Dengan “pengilmuan Islam”, yang ingin ditujunya
adalah aspek universalitas klaim Islam sebagai rahmat bagi alam semesta—bukan
hanya bagi pribadi-pribadi atau masyarakat Muslim, tapi semua orang; bahkan
setiap makhluk di alam semesta ini. “Rahmat bagi alam semesta” adalah tujuan
akhir pengilmuan Islam. Rahmat itu dijanjikan bukan hanya untuk Muslim tapi
untuk semuanya. Tugas Muslim adalah mewujudkannya; pengilmuan Islam adalah
caranya. Secara lebih spesifik, Islam di-ilmu-kan dengan cara
mengobjektifkannya.
Untuk itu
dalam rangka pengilmuan Islam, Kuntowijoyo menawarkan dua metode, pertama adalah integralisasi, dan yang kedua adalah objektivikasi. Maksud
integralisasi adalah penyatuan ilmu-ilmu yang terlahir dari akal budi manusia
dengan al-Qur’an atau wahyu. Sementara yang dimaksud dengan objektivikasi
adalah menjadikan pengilmuan Islam sebagai rahmat bagi semua orang.
Dalam upaya
integralisasi, perlu adanya pembalikan. Sumber pertama pengetahuan dan
kebenaran haruslah agama, kemudian bergerak menjadi teoantroposentrisme,
dediferensiasi, dan ilmu integralistik. Penjelasannya adalah, pertama, sumber
pengetahuan dan kebenaran adalah dari agama,
dalam hal ini adalah wahyu Tuhan, yaitu al-Qur’an. Kemudian, di dalam teoantroposentrisme, kebenaran
agama digabungkan dengan kebenaran yang bersumber dari akal budi manusia.
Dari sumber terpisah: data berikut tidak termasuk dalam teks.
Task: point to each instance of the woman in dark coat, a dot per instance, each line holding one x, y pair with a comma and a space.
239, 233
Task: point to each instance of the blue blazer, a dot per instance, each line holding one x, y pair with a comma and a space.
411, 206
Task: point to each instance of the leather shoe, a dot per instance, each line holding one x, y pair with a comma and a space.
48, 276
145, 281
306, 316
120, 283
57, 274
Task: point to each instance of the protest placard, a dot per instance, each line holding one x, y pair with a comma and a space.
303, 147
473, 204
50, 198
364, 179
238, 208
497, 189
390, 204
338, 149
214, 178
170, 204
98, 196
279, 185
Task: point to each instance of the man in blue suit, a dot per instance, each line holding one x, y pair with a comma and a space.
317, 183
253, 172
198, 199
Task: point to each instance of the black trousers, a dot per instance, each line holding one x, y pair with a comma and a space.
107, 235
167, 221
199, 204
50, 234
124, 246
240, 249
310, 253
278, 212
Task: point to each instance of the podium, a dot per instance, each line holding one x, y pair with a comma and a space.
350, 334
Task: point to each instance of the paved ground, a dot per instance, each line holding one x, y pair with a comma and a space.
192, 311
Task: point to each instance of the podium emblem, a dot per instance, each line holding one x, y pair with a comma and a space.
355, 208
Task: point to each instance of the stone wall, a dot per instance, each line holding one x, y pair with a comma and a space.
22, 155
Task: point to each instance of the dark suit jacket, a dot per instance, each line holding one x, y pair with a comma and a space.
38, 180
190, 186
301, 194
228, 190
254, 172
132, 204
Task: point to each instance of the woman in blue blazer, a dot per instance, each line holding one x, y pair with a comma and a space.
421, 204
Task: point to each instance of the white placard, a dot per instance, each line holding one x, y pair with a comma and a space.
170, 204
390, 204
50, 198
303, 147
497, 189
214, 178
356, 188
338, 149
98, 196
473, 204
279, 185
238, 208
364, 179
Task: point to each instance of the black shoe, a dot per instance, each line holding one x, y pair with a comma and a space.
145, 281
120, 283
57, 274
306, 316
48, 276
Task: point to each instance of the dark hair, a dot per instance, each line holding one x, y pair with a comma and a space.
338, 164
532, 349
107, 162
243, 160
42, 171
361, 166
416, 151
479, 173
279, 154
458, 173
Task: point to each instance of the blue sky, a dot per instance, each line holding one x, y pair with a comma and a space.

Sehingga dalam praktiknya, terjadi dediferensiasi,
yaitu menyatunya agama dalam setiap aktivitas kehidupan, baik politik, ekonomi,
hukum, ataupun budaya. Selanjutnya dikenallah apa yang dinamakan dengan ilmu integralistik, ilmu yang
bukan sekedar menggabungkan, tetapi juga menyatukan antara wahyu dan hasil akal
budi manusia.
Kemudian
objektivikasi. Ia adalah suatu tindakan yang didasarkan oleh nilai-nilai agama,
tetapi disublimasikan dalam suatu tindakan objektif, sehingga diterima semua
orang. Tujuannya adalah untuk semua orang,
melintasi batas-batas agama, budaya, suku, dan lain-lain. Dalam istilah
Kuntowijoyo, objektivikasi adalah penterjemahan nilai-nilai internal ke dalam
kategori-kategori objektif.
E. Penutup
Dari uraian
makalah di atas maka penulis mengambil simpulan sebagai berikut:
1. Kontowijoyo adalah seorang sejarawan, sastrawan dan budayawan yang arif, dan
juga pemikir (intelektual) Islam yang cerdas, jujur dan berintegritas. Selain itu Kuntowijoyo adalah aktivis
Muhammadiyah dan pernah menjabat sebagai anggota PP Muhammadiyah.
2. Latar belakangi pemikiran Kuntowijoyo dalam
merumuskan gagasan-gagasannya tentang Islam, yaitu: Pertama, perhatiannya yang sangat besar
terhadap pola pikir
masyarakat yang masih
dibelenggu mitos-mitos dan kemudian berkembang hanya sampai pada tingkat ideologi. Kedua,
adanya respon terhadap tantangan masa depan yang cenderung mereduksi agama dan
menekankan sekularisasi sebagai keharusan sejarah.
3. Menurut Kuntowijoyo pengilmuan Islam berarti menjadikan Islam
sebagai ilmu. Hal ini perlu diperhatikan bahwa pengilmuan islam tidak hanya
berbicara mengenai Islam sebagai sumber ilmu, atau etika Islam sebagai panduan
penerapan ilmu. Namun Islam itu sendiri yang merupakan ilmu.